Confirmation 4 septembre 2025
Commentaire • 0
Sur la décision
| Référence : | CA Caen, 2e ch. civ., 4 sept. 2025, n° 24/01991 |
|---|---|
| Juridiction : | Cour d'appel de Caen |
| Numéro(s) : | 24/01991 |
| Importance : | Inédit |
| Décision précédente : | Tribunal paritaire des baux ruraux d'Alençon, 11 juillet 2024, N° 23/00003 |
| Dispositif : | Autre |
| Date de dernière mise à jour : | 5 novembre 2025 |
| Lire la décision sur le site de la juridiction |
Sur les parties
| Avocat(s) : | |
|---|---|
| Parties : |
Texte intégral
AFFAIRE :N° RG 24/01991
ARRÊT N°
NLG
ORIGINE : DECISION en date du 11 Juillet 2024 du Tribunal paritaire des baux ruraux d’ALENCON
RG n° 23/00003
COUR D’APPEL DE CAEN
DEUXIEME CHAMBRE CIVILE ET COMMERCIALE
BAUX RURAUX
ARRÊT DU 04 SEPTEMBRE 2025
APPELANTE :
Madame [D] [V]
née le 19 Janvier 1986 à [Localité 8]
[Adresse 7]
[Localité 2]
Représentée par Me Dominique LE PASTEUR, avocat au barreau D’ARGENTAN, substitué par Me Olaf LE PASTEUR, avocat au barreau de CAEN
INTIMEE :
S.A.S. DOMAINE DE LONRAY
N° SIRET : 642 044 572
[Adresse 1]
[Localité 3]
prise en la personne de son représentant légal
Représentée par Me Scheherazade FIHMI, substituée par Me Jean DELOM DE MEZERAC, avocats au barreau de CAEN
COMPOSITION DE LA COUR LORS DES DÉBATS ET DU DÉLIBÉRÉ :
Madame EMILY, Président de Chambre,
Mme COURTADE, Conseillère,
M. GOUARIN, Conseiller,
DÉBATS : A l’audience publique du 15 mai 2025
GREFFIER : Mme LE GALL, greffier
ARRET prononcé publiquement le 04 septembre 2025 à 14h00 par mise à disposition de l’arrêt au greffe de la cour, les parties en ayant été préalablement avisées dans les conditions prévues au deuxième alinéa de l’article 450 du code de procédure civile et signé par Mme COURTADE, Conseillère, pour le président empêché et Mme LE GALL, greffier
Par acte sous signature privée du 11 avril 2014, la SAS Domaine de Lonray a consenti au profit de Mme [C] [L], un contrat de bail à ferme à effet au 1er avril 2014 pour se terminer le 31 mars 2023, moyennant un fermage annuel de 30.000 euros et portant sur un haras sis commune de [Localité 5], comprenant 24 box et divers bâtiments annexes, ainsi qu’une maison d’habitation et diverses parcelles de terres, pour une superficie totale de 49 ha 31 a 96 ca.

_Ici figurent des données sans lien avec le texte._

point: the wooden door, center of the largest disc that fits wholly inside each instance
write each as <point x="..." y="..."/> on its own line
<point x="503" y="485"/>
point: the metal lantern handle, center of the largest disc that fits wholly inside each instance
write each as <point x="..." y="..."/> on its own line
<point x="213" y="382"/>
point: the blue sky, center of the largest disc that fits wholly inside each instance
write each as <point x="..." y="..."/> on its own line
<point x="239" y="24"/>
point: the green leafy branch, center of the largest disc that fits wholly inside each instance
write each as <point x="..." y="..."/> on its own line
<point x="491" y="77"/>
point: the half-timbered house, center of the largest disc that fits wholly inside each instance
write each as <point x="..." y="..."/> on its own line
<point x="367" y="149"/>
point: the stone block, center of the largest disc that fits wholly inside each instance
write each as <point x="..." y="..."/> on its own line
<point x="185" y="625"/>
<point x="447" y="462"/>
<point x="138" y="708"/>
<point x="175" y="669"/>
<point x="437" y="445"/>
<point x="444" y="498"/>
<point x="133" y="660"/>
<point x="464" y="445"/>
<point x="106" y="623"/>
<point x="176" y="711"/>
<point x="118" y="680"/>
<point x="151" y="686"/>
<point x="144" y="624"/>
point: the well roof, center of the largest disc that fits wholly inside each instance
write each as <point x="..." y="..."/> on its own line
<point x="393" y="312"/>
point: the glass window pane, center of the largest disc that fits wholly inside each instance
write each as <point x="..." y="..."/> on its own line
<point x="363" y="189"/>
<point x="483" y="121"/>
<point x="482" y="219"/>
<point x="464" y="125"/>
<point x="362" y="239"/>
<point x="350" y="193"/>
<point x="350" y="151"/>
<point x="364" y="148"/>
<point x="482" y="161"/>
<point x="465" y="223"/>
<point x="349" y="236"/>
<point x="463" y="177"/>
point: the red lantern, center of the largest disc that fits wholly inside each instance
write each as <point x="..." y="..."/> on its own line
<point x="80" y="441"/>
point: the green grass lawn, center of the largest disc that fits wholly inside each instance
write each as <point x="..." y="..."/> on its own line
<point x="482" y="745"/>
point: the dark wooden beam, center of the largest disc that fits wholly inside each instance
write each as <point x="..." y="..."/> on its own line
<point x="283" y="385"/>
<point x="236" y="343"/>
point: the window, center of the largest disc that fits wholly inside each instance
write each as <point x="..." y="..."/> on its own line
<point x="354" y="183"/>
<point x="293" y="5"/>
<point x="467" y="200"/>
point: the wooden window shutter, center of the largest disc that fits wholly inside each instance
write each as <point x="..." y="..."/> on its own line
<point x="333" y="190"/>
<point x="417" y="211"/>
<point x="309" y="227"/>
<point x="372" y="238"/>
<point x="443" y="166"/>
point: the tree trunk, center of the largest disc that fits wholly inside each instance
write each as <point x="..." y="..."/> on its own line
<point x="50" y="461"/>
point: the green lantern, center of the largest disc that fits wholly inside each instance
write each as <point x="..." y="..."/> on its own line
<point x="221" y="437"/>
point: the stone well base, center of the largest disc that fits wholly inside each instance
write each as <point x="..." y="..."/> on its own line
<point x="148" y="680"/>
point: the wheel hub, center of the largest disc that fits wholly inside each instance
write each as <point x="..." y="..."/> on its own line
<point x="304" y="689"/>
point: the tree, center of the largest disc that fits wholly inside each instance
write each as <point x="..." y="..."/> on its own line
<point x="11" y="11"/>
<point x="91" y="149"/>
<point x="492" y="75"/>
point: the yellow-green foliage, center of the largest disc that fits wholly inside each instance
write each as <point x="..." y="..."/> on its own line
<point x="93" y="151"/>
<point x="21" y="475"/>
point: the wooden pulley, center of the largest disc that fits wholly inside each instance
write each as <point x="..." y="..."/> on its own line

Suivant acte sous signature privée du 10 juin 2021, la société du Domaine de Lonray a consenti au profit de Mme [D] [V], exploitant une activité agricole d’élevage équin, la reprise du bail à ferme en cours concédé à Mme [L], les parties convenant également de la régularisation d’un 'nouveau bail, de 9 années et aux mêmes conditions’ à signer le 31 mars 2023.
Par acte d’huissier de justice du 21 décembre 2022, la SAS Domaine de Lonray a délivré à Mme [V] un commandement de payer portant sur une dette locative arrêtée au 13 décembre 2022 d’un montant en principal de 11.500 euros, correspondant à plusieurs échéances de fermages impayées.
Par acte de commissaire de justice du 14 juin 2023, la SAS Domaine de Lonray a délivré à Mme [V] un commandement de payer portant sur la somme au principal de 18.000 euros au titre des fermages de janvier à juin 2023 inclus.
Par requête reçue au greffe le 13 mars 2023, Mme [V] a saisi le tribunal paritaire des baux ruraux d’Alençon aux fins de contester le commandement délivré le 21 décembre 2022, en réclamant des dommages et intérêts en raison de l’état des lieux au jour de la prise de possession du haras en octobre 2021 et en sollicitant à cet égard une expertise judiciaire.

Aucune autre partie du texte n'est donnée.